The AI coding agent that shows you every token spent and lets you choose any LLM — total transparency, total control.

Apache-2.0 Free (bring your own API key) cline/cline · 59K cline.bot TypeScript Plugins SSO

Best for: Developers who want full control over their AI coding tools — which model, which provider, how much to spend — and need agentic capabilities beyond autocomplete.

TL;DR

  • What it is: Open-source (Apache 2.0) AI coding agent that runs inside VS Code. It can create/edit files, run terminal commands, use a browser, and integrate with any LLM provider — all with human approval at every step.
  • Who it’s for: Developers who want full control over their AI coding tools — which model, which provider, how much to spend. Power users who outgrew Copilot’s autocomplete and want agentic capabilities without Cursor’s $20/month lock-in.
  • Cost reality: Free extension, but you pay for API calls. Light usage: $2-5/day with Claude. Heavy usage: $15-50/day. Using DeepSeek drops costs 90%. A hybrid approach (DeepSeek for planning, Claude for coding) averages $5/day.
  • Key strength: Radical transparency. Every API call shows token count and cost. You choose the model, the provider, and the budget. MCP integration lets you extend it with custom tools. 5M+ installs, 59K+ GitHub stars.
  • Key weakness: API costs can spiral without discipline. Sessions that go wrong burn tokens trying to fix themselves. Less polished UX than Cursor. Not a “set it and forget it” tool — you need to understand what it’s doing.

What is Cline

Cline is an AI coding agent that runs as a VS Code extension. The name comes from CLI + N + E (editor) — it uses both your terminal and your editor.

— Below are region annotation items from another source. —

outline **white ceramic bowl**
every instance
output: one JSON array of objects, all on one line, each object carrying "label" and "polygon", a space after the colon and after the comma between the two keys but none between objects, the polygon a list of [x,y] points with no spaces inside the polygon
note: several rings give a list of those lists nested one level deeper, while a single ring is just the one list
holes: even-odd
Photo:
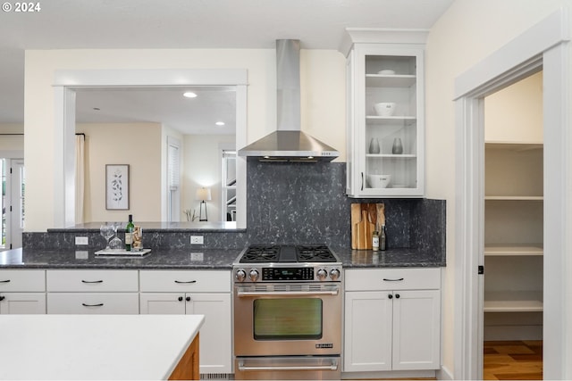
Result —
[{"label": "white ceramic bowl", "polygon": [[367,183],[372,188],[386,188],[391,181],[391,175],[367,175]]},{"label": "white ceramic bowl", "polygon": [[374,109],[379,116],[391,116],[395,112],[395,104],[392,102],[375,104]]}]

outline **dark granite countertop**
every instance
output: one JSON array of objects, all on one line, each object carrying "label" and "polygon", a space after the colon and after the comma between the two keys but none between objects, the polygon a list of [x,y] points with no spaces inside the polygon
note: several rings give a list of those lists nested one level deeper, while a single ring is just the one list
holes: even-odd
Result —
[{"label": "dark granite countertop", "polygon": [[143,257],[97,256],[94,253],[69,249],[10,250],[0,253],[0,269],[230,269],[240,250],[155,250]]},{"label": "dark granite countertop", "polygon": [[332,248],[341,260],[344,269],[375,269],[402,267],[445,267],[441,253],[430,254],[416,249],[351,250]]},{"label": "dark granite countertop", "polygon": [[[115,224],[122,229],[125,228],[127,222],[86,222],[83,224],[74,225],[69,228],[51,228],[47,231],[49,233],[88,233],[96,232],[99,233],[99,228],[103,224]],[[246,228],[237,228],[235,221],[230,222],[141,222],[138,221],[137,225],[140,226],[144,232],[156,232],[170,233],[170,232],[188,232],[188,233],[201,233],[201,232],[224,232],[224,233],[243,233]]]},{"label": "dark granite countertop", "polygon": [[[443,267],[437,255],[412,249],[385,252],[332,248],[345,269]],[[158,249],[144,257],[102,257],[93,250],[14,249],[0,253],[1,269],[231,269],[239,249]]]}]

Unlike GitHub Copilot which suggests code completions inline, Cline operates as an autonomous agent: you describe a task, and it reads your codebase, creates files, edits code, runs commands, and can even open a browser to test web apps. The critical difference from most AI tools is the human-in-the-loop model — every file change and terminal command requires your explicit approval.

The project started as “Claude Dev” (a Claude-specific coding assistant) and evolved into Cline with support for any LLM: Anthropic, OpenAI, Google Gemini, DeepSeek, AWS Bedrock, Azure, local models via Ollama/LM Studio, and any OpenAI-compatible API. This model-agnostic approach is central to its value proposition — you’re not locked into any vendor.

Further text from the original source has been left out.